Parfois, j’ai des acheteurs plus surprenants. Je me souviens d’un couple de septuagénaires venu me rendre visite à l’usine. Très à l’aise, ils m’ont posé des questions sur la manière dont était fait le vagin de mes poupées et sont repartis avec un modèle. Ils avaient envie de ça, c’était leur dada !
Un autre client d’un certain âge a développé des sentiments pour sa poupée. Il était veuf, ses enfants avaient quitté le domicile familial, alors il s’est pris d’affection pour elle. Il l’habillait, il lui parlait et il me disait : "Ce n’est pas pour le sexe, c’est simplement pour avoir de la compagnie".
C’est étrange, mais si ça peut l’aider à aller mieux, j’en suis très content.
Mes poupées sont faites à l’effigie d’une star du X des années 80, dont le nom m’a échappé. J’ai de nombreux modèles, qui se déclinent en trois couleurs de cheveux : blond, roux et brun. En général, la poupée blonde a beaucoup de succès !
Si j’ai de bons retours sur mes produits, certaines personnes ont encore du mal à parler ouvertement de sexe. Ils achètent un modèle et me disent : "Ce n’est pas pour moi, c’est pour un ami". Sauf que moi, je m’en fiche, je ne suis pas là pour les juger !

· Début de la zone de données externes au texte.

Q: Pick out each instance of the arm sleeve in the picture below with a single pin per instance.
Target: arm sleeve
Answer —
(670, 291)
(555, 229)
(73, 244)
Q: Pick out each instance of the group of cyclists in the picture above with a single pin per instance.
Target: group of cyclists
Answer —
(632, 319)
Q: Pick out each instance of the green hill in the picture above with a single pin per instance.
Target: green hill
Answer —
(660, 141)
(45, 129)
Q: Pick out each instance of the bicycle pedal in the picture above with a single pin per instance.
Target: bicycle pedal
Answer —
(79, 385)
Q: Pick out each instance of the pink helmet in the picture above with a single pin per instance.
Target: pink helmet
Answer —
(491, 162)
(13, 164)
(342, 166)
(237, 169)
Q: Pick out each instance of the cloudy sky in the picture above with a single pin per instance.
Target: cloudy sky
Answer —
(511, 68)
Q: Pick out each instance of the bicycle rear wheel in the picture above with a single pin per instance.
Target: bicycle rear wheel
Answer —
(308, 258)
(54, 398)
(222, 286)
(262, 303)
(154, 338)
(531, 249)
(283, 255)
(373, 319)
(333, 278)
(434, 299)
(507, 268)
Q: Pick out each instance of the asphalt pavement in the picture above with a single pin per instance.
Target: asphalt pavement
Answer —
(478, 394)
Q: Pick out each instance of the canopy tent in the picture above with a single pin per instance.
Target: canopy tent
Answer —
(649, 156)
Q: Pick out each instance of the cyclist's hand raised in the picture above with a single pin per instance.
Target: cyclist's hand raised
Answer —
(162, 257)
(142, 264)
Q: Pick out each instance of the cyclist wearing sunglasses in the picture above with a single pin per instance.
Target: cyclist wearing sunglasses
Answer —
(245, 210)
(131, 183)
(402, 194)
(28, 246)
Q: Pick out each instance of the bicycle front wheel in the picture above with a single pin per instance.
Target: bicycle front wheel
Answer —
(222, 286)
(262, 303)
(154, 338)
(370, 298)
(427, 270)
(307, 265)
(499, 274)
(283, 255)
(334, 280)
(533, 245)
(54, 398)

Les stars du X aussi s’intéressent à mon travail. Dans mon usine, j’ai reçu de nombreuses actrices porno et l'une d'entre elle m’a même demandé une moulure de son sexe !
J’ai relevé le défi et j’ai réalisé cette moulure avec du plâtre alimentaire, le même qu’on utilise pour réaliser les empreintes destinées à la création d’appareils dentaires. Je ne sais pas ce qu’elle en a fait, peut-être qu’elle l’a exposé sur sa cheminée !
Mes poupées m’ont donc permis de faire de nombreuses rencontres et de vivre des situations amusantes, mais au-delà de ça, je pense qu’elles peuvent avoir une réelle utilité.
Il y a quelques années, j’ai écrit une lettre aux directeurs de prisons proches de chez moi, afin de proposer mes poupées aux détenus. Je me suis dit que ça pourrait aider certains d’entre eux à se sentir moins seuls et en aider d’autres, en prison pour viol ou pour pédophilie, à assouvir leurs pulsions sans être un danger pour la société.
Malheureusement, mon courrier est resté sans réponse, mais je ne désespère pas de voir ce projet aboutir.